The Lies We Tell
Page 15
As Katy turns it over her hand is stilled by a biro scribble across her own face so heavy it has torn the paper. ‘Oh,’ she exclaims, sinking down onto the nearest chair as the photograph slips to the floor. The next thing she is aware of is Joyce who hands her a glass of water before bending down to retrieve the picture. As she straightens up, the other woman scans the defaced image then quickly crumples it into a ball.
‘Go on, drink it,’ the woman urges. ‘While I get rid of this – I’m sure your mother has the negative somewhere.’
‘So someone broke in, trashed the place, left their mark,’ Katy murmurs, wearily. ‘Kids high on drink, or drugs, or both, I’d guess.’
‘Right, yes,’ says Joyce, uncertainly. ‘Only they don’t seem to have broken in.’
Katy looks up. ‘What do you mean?’
‘It seems they had a key. Though it won’t work now the locks are changed, of course. Anyway, I’ll ask Luda to come and do an extra clean ahead of your mum’s return. I just thought you should see how it is, you know? The police said they’d be in touch.’
Joyce lets herself out a short while later leaving Katy to scan her mother’s bedroom and bathroom for anything she might take back to the hospital to make her stay more comfortable. There’s little Diane’s neighbour hasn’t already thought of, though. And having been advised by the doctor earlier that Diane should stay in hospital under observation at least another 24 hours, she decides instead to make a start on tidying the mess.
Doing something, anything, is better than waiting. Thinking. Worrying about what might happen next.
Katy works methodically, neatly returning contents to drawers, dusting down surfaces, replacing books, stripping then re-making the bed. Both kitchen and bathroom are scrubbed clean and what’s left in the fridge is binned, just in case.

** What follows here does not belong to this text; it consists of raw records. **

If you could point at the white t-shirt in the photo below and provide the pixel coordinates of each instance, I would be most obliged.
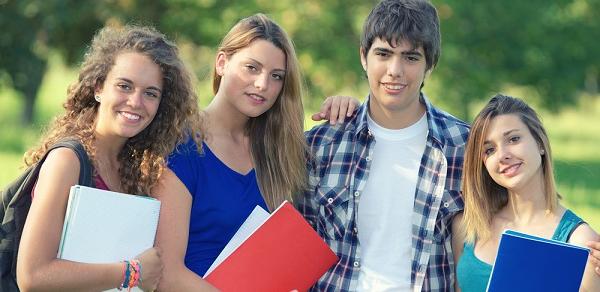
(385, 210)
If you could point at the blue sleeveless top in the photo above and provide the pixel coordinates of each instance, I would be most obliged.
(222, 199)
(473, 274)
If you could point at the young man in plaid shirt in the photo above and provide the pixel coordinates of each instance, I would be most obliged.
(384, 186)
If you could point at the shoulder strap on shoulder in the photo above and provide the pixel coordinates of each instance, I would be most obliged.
(85, 166)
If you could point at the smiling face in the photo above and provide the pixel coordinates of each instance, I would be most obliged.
(395, 76)
(252, 78)
(129, 97)
(511, 155)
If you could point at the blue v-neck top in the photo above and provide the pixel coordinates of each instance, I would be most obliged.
(221, 200)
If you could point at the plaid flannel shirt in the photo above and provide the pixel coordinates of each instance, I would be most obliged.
(338, 170)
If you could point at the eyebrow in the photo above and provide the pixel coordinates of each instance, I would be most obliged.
(503, 134)
(258, 62)
(412, 52)
(131, 82)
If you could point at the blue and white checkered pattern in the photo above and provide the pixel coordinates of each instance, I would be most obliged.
(338, 171)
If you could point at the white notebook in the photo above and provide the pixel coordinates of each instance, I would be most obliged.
(107, 227)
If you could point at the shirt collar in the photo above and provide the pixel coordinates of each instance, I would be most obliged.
(434, 129)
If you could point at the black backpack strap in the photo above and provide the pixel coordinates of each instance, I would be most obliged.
(85, 166)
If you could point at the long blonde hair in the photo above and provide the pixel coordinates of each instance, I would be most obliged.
(482, 195)
(143, 156)
(277, 142)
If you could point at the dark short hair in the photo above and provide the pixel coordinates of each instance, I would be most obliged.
(415, 21)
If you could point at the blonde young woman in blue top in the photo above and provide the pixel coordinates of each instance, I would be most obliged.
(253, 152)
(508, 183)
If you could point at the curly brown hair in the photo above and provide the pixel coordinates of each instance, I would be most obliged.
(143, 157)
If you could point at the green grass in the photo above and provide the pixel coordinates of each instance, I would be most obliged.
(573, 135)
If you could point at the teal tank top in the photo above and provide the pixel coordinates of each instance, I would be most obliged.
(473, 274)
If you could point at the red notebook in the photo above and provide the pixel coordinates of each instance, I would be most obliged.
(283, 254)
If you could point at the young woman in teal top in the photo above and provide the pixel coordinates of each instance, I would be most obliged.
(508, 183)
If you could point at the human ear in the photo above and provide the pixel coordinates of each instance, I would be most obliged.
(363, 58)
(220, 62)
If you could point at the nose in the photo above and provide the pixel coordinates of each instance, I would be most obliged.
(395, 67)
(262, 82)
(505, 154)
(134, 100)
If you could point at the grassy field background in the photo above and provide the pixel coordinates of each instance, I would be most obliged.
(574, 135)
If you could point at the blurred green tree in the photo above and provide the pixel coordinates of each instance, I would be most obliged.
(549, 48)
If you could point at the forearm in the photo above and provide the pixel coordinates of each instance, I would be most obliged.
(61, 275)
(180, 278)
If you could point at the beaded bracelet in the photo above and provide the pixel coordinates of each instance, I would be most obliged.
(132, 271)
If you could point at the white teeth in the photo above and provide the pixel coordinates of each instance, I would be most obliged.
(394, 87)
(256, 97)
(130, 116)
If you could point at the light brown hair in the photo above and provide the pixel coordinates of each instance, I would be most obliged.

It’s almost twelve by the time she’s done and as she sits down on the sofa cradling a mug of tea she stares once more at the empty frame that stands on the coffee table before her. The defaced cardboard is now in the bin and if she puts another photo inside perhaps her mum won’t notice. It will need to be a picture of her, though, she thinks, searching the mantelpiece for likely candidates. But which one?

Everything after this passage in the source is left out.